Das scheinbare Chaos, in das sich auch Fahrräder, Rikschas für Touristen, öffentliche Busse und immer mehr Pkw mischen, ähnelt denn auch einer Naturgewalt, und wie die ungezähmte Natur fordert es auch viele Opfer: Mindestens 12.000 Menschen kommen in dem 90-Millionen-Einwohner-Staat jährlich ums Leben, die Dunkelziffer dürfte noch weit höher sein. Damit zählt Vietnam zu den Ländern mit den meisten Verkehrstoten, wozu allerdings das nichtstädtische Gebiet gehörig beitragen dürfte - auf den desolaten Überlandstraßen können einem auch einmal zwei Busse auf der eigenen Fahrspur entgegenkommen.

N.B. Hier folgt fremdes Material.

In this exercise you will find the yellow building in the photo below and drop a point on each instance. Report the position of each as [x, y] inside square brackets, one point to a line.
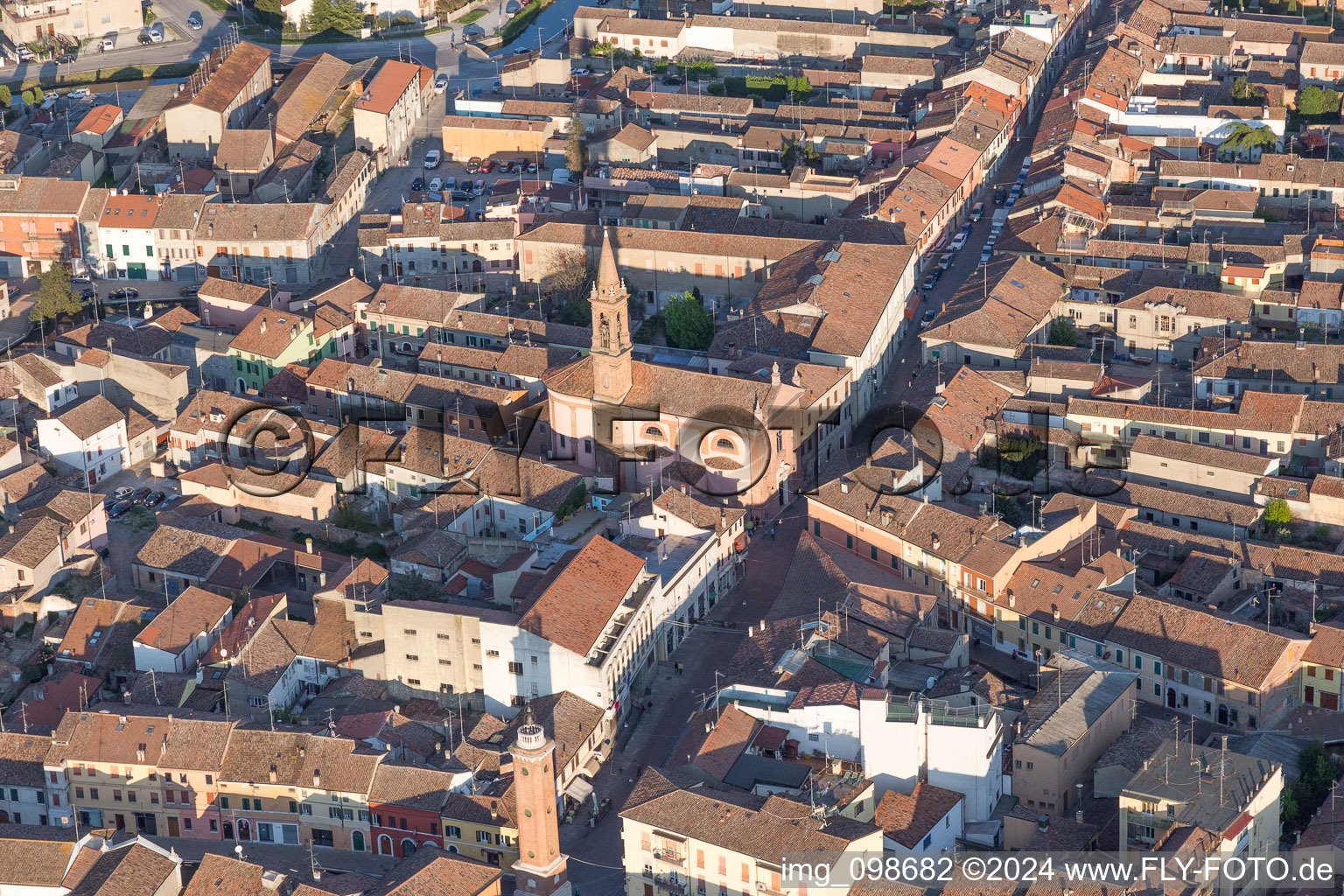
[290, 788]
[484, 825]
[1323, 668]
[117, 767]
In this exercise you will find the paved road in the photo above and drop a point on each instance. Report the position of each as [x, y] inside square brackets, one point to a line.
[596, 853]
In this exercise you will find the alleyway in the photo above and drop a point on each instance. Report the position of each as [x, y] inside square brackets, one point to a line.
[596, 855]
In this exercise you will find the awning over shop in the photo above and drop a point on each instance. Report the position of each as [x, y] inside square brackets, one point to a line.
[579, 788]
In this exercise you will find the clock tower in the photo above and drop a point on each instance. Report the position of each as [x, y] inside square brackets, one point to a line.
[541, 868]
[611, 349]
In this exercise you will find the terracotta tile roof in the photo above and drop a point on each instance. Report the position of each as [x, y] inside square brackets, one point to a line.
[907, 818]
[1188, 639]
[100, 120]
[298, 760]
[191, 612]
[90, 416]
[32, 863]
[410, 788]
[1019, 300]
[1201, 454]
[739, 822]
[245, 150]
[391, 80]
[732, 734]
[128, 870]
[579, 602]
[228, 876]
[228, 75]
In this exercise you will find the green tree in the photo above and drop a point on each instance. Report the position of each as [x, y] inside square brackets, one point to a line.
[1063, 332]
[1277, 514]
[576, 150]
[689, 326]
[1242, 90]
[1243, 138]
[270, 14]
[1313, 101]
[55, 296]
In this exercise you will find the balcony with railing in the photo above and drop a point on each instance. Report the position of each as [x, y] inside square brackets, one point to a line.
[671, 883]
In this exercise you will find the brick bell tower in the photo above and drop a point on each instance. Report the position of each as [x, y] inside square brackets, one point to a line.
[611, 349]
[541, 868]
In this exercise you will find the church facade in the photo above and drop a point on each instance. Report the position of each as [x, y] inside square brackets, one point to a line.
[735, 439]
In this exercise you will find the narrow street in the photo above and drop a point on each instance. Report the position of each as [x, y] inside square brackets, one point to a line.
[596, 853]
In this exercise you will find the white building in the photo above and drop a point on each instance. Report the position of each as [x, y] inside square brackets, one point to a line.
[89, 437]
[900, 742]
[589, 633]
[127, 243]
[695, 554]
[179, 635]
[386, 115]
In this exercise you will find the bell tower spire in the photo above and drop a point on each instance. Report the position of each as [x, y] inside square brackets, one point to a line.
[611, 348]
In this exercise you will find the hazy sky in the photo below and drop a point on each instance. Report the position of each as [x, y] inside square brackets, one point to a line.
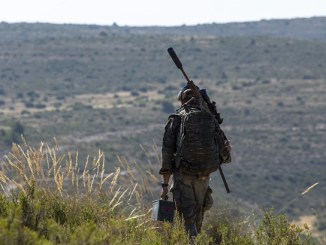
[156, 12]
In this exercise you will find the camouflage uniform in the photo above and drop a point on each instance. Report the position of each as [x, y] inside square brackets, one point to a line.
[191, 193]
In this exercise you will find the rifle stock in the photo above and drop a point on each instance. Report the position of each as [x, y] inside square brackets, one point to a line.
[199, 96]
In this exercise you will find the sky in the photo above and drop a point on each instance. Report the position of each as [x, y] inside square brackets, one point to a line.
[156, 12]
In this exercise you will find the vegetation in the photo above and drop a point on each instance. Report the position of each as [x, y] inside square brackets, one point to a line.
[57, 203]
[112, 88]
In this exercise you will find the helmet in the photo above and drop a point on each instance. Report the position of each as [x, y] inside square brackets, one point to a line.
[185, 94]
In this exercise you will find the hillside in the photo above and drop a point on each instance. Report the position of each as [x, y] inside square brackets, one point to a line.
[112, 88]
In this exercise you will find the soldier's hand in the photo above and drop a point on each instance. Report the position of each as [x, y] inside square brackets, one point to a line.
[164, 193]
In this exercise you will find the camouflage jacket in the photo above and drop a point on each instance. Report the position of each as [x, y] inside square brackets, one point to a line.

In den Städten kommt es wegen der sich überall durchzwängenden Mopeds selten zu Staus. Ausnahme ist die südliche, von japanischen Investoren geliebte Metropole Ho-Chi-Minh-Stadt, besser bekannt als Saigon. Hier gibt es wegen der steigenden Zahl von Pkw meist auch für die städtischen Busse, die ohnehin nur zehn Prozent des Verkehrsaufkommens tragen, kaum noch ein Fortkommen. Ebenso wächst in der Hauptstadt Hanoi der Grad der Motorisierung, und so ähneln die Problemstellungen immer stärker denen anderer Megacitys (wie übrigens der sozialistische Staat viele kapitalistische Untugenden - inklusive einer Immobilienspekulationsblase - übernommen hat). Das Gegensteuern erfolgt langsam: Auf die Fertigstellung von geplanten U-Bahnen und Hochbahnen muss noch einige Jahre gewartet werden. Als weitere Maßnahme, die den Individualverkehr einbremsen soll, wird etwa über eine City-Maut diskutiert.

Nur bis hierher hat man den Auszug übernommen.